My first acting experience was in 1994, as a boy stealing a pie in The Sheepskin Revue, an annual production accompanying the Scio Lamb and Wool Fair, in which I was a regular participant for most of the next 10 years. The shows usually followed a basic formula of earnestly corny, barely rehearsed comedy with a historical theme, accompanied by period-appropriate music. Scioans loved it. I tell you this only because the best way I can describe Artists Rep’s production of Eugene O’Neill’s only comedy is that it is very much in the style of The Sheepskin Revue, and that this is a good thing.

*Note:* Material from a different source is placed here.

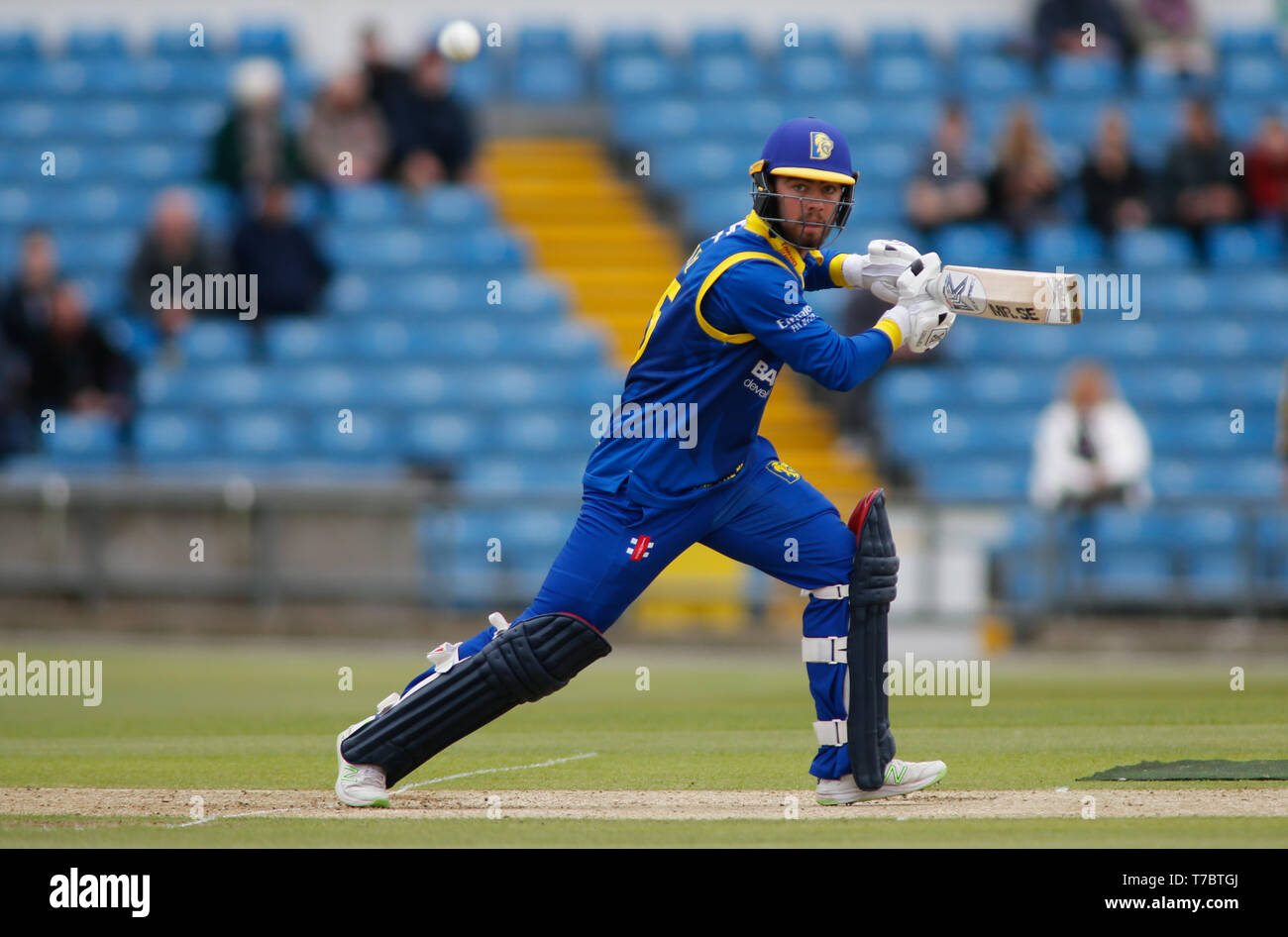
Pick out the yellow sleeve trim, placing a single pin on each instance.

Ah, Wilderness!, which premiered at the beginning of the Depression, is set in a small New England city in 1906, on the Fourth of July. It was a period comedy, reflecting nostalgically on the innocence of simpler days, when it was written; 77 years later, its sitcom-style gag lines read as bizarre. “Son, if I didn’t know it was you talking,” a father (Michael Fisher-Welsh) quips to his newly socialist 17-year-old son (Philip Orazio), “I’d think we had Emma Goldman with us.” Ha?

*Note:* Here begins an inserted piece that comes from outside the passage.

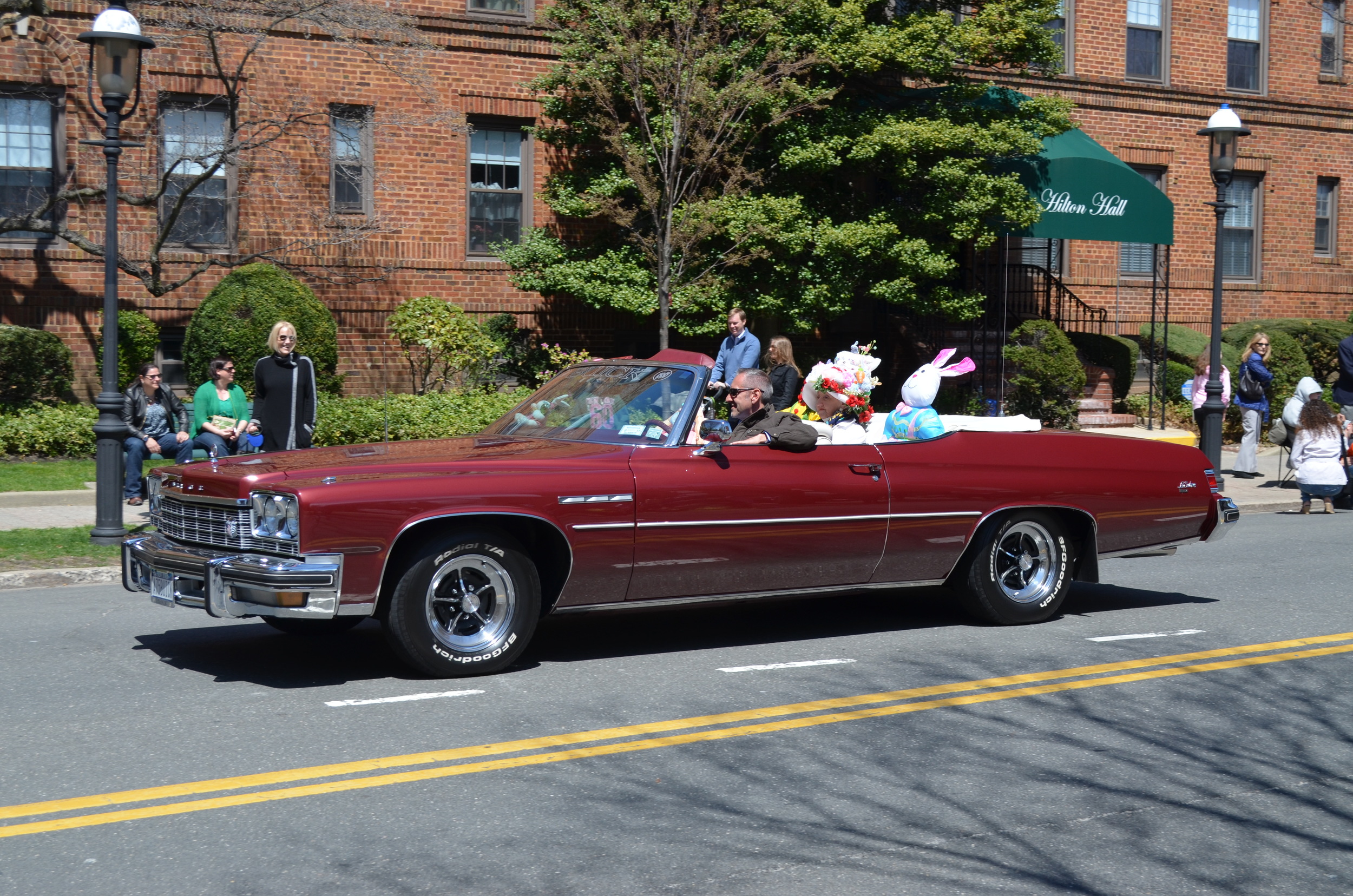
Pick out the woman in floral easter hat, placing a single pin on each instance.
(838, 392)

Director Pat Patton shucks this corn by embracing it, staging the play before a false proscenium and a false brick wall adorned with theatrical detritus, unsubtly reminding the audience that we are watching a performance. The actors are self-consciously actorly in their performances. They move the props themselves. It is Artists Rep’s production of a Sheepskin Revue performance of O’Neill’s comedy, and it is surprisingly excellent.

A more serious-minded approach to the script would be unbearable. The story, about young love and middle-aged love and parental love, is pure sap. The characters (surly teen, hard-drinking reporter, flashy Yale man, etc.) appear at first glance to be cartoons. At one point a bartender actually says, “damn lousy tramps is always getting this joint in dutch.” But this is O’Neill after all, and there is real life hiding underneath the clichés, brought out by excellent performances by Don Alder (in a masterly drunk scene) and Orazio, who gives us the finest distillation of teenage melancholy since Rushmore.